Former Secretary of State Mike Pompeo and Strive Asset Management Executive Chairman Vivek Ramaswamy argued in a Monday opinion piece for The Wall Street Journal that BlackRock “raves about the importance of Chinese investments with little mention of Taiwan” and associated risk factors. While responding to the article on social media, BlackRock claimed that the firm has “highlighted for the past year the investment risk should China take steps to accelerate reunification with Taiwan.”
Ramaswamy argued that BlackRock’s choice of words reveals how the asset management company is “beholden” to the Chinese Communist Party even when “they’re trying to argue that they’re not.”

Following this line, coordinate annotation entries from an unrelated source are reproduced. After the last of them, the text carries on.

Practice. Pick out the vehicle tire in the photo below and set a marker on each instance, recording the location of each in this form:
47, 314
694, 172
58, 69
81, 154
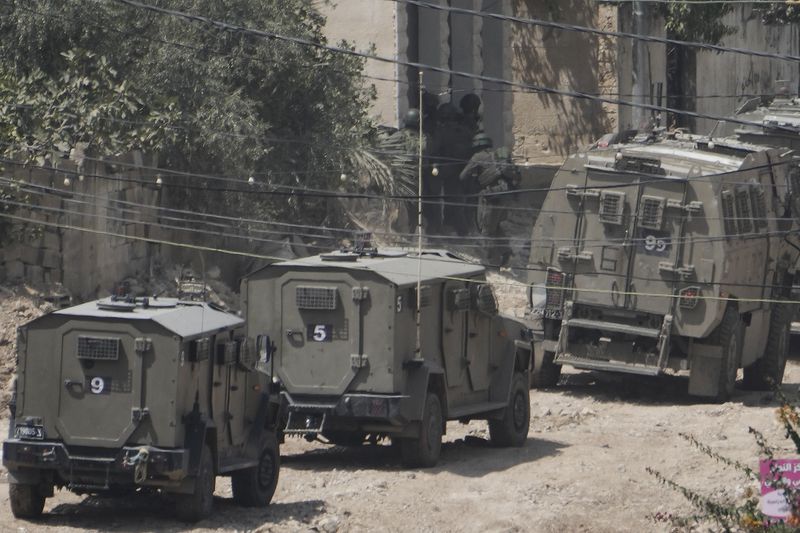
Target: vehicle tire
199, 504
26, 500
768, 371
730, 336
345, 438
512, 429
255, 486
424, 451
546, 374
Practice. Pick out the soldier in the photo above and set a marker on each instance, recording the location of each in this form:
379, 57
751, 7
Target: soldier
453, 150
406, 143
489, 172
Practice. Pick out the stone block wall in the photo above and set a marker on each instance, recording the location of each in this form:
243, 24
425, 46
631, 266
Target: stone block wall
78, 233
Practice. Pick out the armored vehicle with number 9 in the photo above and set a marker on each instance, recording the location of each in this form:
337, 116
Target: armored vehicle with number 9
341, 332
667, 253
118, 394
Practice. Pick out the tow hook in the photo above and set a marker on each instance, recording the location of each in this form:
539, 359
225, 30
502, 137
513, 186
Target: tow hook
139, 464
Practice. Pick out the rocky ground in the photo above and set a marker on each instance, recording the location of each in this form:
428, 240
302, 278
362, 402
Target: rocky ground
582, 468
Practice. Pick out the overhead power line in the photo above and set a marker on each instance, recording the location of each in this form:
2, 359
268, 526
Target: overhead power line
422, 66
273, 258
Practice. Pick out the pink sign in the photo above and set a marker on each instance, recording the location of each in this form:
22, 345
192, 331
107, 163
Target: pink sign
773, 502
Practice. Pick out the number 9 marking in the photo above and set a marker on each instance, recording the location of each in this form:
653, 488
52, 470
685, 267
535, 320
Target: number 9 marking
97, 385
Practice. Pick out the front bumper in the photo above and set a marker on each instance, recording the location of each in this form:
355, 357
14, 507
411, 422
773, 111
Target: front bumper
94, 468
310, 415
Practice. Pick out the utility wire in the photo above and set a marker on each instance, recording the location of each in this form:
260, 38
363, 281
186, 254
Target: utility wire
441, 89
440, 239
594, 31
585, 244
412, 64
456, 278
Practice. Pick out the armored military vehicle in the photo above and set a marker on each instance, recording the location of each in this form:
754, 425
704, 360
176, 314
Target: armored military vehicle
117, 394
667, 253
341, 331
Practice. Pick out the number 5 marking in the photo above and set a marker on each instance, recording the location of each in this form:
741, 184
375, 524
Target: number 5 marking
319, 333
97, 385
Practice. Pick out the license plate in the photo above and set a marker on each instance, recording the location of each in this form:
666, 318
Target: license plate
29, 432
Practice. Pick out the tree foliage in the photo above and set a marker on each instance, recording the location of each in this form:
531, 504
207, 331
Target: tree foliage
780, 13
687, 21
110, 78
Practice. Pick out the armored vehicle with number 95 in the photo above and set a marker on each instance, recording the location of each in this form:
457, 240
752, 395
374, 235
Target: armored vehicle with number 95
341, 332
667, 253
122, 393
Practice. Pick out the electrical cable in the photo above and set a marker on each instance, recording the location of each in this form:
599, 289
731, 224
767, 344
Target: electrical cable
442, 89
62, 211
268, 35
456, 278
594, 31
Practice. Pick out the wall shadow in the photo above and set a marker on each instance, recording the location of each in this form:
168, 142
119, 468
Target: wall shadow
570, 61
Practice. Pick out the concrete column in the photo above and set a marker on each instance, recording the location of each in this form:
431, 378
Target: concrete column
465, 51
495, 45
434, 46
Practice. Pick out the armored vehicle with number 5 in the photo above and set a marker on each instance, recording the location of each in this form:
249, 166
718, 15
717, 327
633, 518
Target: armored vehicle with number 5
122, 393
667, 253
340, 330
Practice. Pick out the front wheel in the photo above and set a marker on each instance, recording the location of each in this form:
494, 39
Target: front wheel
768, 371
199, 504
27, 501
423, 451
255, 486
512, 429
545, 373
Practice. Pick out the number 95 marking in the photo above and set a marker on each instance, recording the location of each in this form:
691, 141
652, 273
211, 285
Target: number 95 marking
99, 385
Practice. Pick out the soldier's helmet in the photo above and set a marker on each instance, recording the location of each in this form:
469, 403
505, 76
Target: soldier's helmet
447, 112
411, 119
470, 103
481, 140
503, 154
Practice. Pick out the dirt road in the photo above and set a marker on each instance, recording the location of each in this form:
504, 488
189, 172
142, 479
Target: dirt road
582, 469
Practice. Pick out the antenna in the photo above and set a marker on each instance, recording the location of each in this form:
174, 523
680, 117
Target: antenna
418, 352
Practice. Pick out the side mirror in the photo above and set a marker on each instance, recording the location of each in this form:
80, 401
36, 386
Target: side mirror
486, 302
459, 300
266, 350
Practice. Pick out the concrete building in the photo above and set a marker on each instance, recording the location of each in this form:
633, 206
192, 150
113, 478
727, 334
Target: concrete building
541, 127
544, 127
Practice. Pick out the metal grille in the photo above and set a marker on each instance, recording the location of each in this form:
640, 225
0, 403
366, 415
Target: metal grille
759, 201
316, 298
652, 212
728, 213
611, 203
743, 214
554, 293
98, 348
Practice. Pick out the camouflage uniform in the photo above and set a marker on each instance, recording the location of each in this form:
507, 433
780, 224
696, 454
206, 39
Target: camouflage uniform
487, 173
453, 140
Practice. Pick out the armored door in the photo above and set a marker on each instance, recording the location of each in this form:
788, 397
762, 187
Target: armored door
228, 384
627, 239
320, 345
101, 384
454, 333
478, 346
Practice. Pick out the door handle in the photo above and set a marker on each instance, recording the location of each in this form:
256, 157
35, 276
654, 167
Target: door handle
72, 383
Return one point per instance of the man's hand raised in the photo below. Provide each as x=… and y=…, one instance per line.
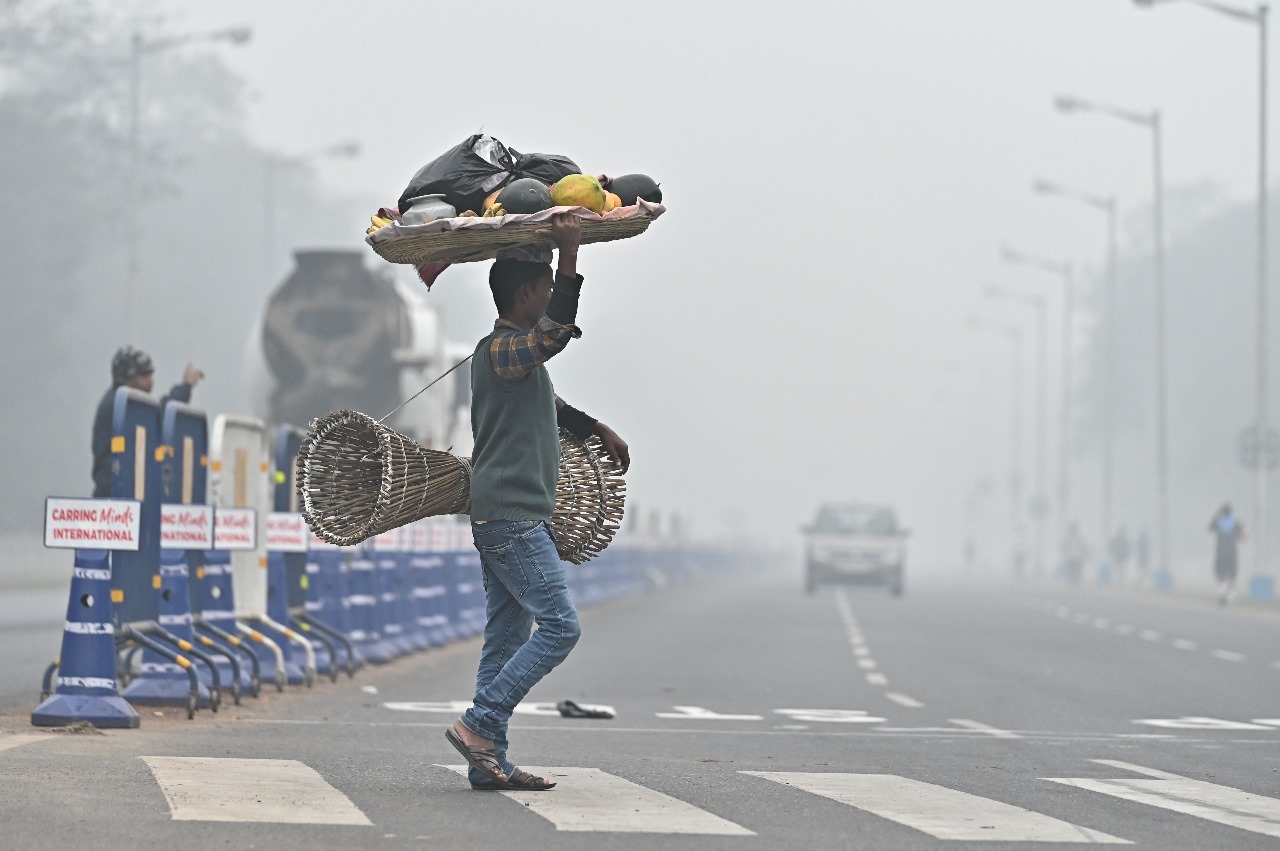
x=566, y=232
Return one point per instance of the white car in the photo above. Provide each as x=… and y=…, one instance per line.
x=853, y=543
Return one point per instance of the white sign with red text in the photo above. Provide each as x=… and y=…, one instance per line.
x=92, y=524
x=186, y=526
x=287, y=532
x=236, y=529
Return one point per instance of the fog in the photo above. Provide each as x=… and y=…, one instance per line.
x=839, y=179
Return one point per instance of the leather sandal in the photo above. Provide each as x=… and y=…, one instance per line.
x=483, y=759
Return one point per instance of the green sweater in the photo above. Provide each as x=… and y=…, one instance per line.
x=516, y=456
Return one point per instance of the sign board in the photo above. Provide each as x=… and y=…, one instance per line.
x=389, y=541
x=186, y=526
x=92, y=524
x=236, y=529
x=287, y=532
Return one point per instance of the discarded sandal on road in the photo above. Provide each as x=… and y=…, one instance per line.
x=570, y=709
x=483, y=759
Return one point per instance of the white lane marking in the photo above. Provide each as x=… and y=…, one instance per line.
x=942, y=813
x=22, y=739
x=282, y=791
x=698, y=713
x=1198, y=722
x=458, y=707
x=983, y=728
x=1210, y=801
x=588, y=799
x=833, y=715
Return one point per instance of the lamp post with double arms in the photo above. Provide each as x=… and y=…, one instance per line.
x=1065, y=273
x=1037, y=506
x=1152, y=122
x=1106, y=205
x=1256, y=15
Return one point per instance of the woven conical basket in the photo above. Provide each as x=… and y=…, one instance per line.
x=357, y=479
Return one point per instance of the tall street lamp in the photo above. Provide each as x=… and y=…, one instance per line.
x=140, y=47
x=1148, y=120
x=1014, y=335
x=1107, y=205
x=1262, y=585
x=1038, y=503
x=270, y=168
x=1063, y=270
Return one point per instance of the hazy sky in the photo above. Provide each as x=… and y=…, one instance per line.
x=839, y=178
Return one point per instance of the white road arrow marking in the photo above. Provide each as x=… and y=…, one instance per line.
x=940, y=811
x=588, y=799
x=698, y=713
x=1210, y=801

“They refer to China’s potential military invasion of Taiwan, a sovereign democratic nation, as ‘reunification.’ ‘Reunification’ is a phrase you use to describe a lost child who has been returned to his parents in a shopping mall, not a military invasion of a sovereign nation,” the entrepreneur said. “BlackRock can’t even utter the word ‘invasion’ in the very tweets where it’s claiming it is not beholden to China.”
The Daily Wire contacted BlackRock to determine the company’s official policy toward the independence of Taiwan but received no response.
As Ramaswamy and Pompeo observed in the article, BlackRock became the first foreign company to secure preliminary approval to offer mutual funds in China two years ago. During the summer of 2021, BlackRock told investors to triple their Chinese investments after a selloff in the country’s stock market.
In recent months, however, China has assumed an increasingly aggressive posture toward Taiwan. The Chinese military announced that it sent a “readiness patrol” around Taiwanese sea and airspace this summer in response to trade talks with the U.S. In February of this year, as Russia launched an invasion of Ukraine, China sent squadrons of jets into Taiwan’s airspace following a similar incursion one month earlier.
An invasion of Taiwan would prove especially dangerous to American companies’ ability to access semiconductors. In particular, manufacturer TSMC produces 90% of the world’s most advanced computer chips, meaning that an attack upon the island nation could cause a global economic crisis. The article therefore encourages American firms to invest in domestic semiconductor production and said that asset managers like BlackRock are failing to address known risk factors that could harm their clients.
The economies of China and the United States are deeply intertwined. American goods and services trade with China surpassed $615 billion as of 2020, according to data from the Office of the United States Trade Representative, while foreign direct investment in China was nearly $124 billion.
Beyond the present geopolitical risks associated with an invasion of Taiwan, multiple key Asian manufacturing economies enforced harsh lockdowns two years ago, creating bottlenecks in the global semiconductor supply chain that persist to the present day. President Joe Biden recently signed the CHIPS and Science Act, which includes $39 billion in computer chip manufacturing incentives, $13.2 billion for research and development, and a 25% investment tax credit for semiconductor production.
“One-third of the core inflation last year was due to the higher price… for automobiles and a shortage of semiconductors,” Biden said two months ago. “Folks, we need to make these chips here in America to bring down everyday costs and create jobs.”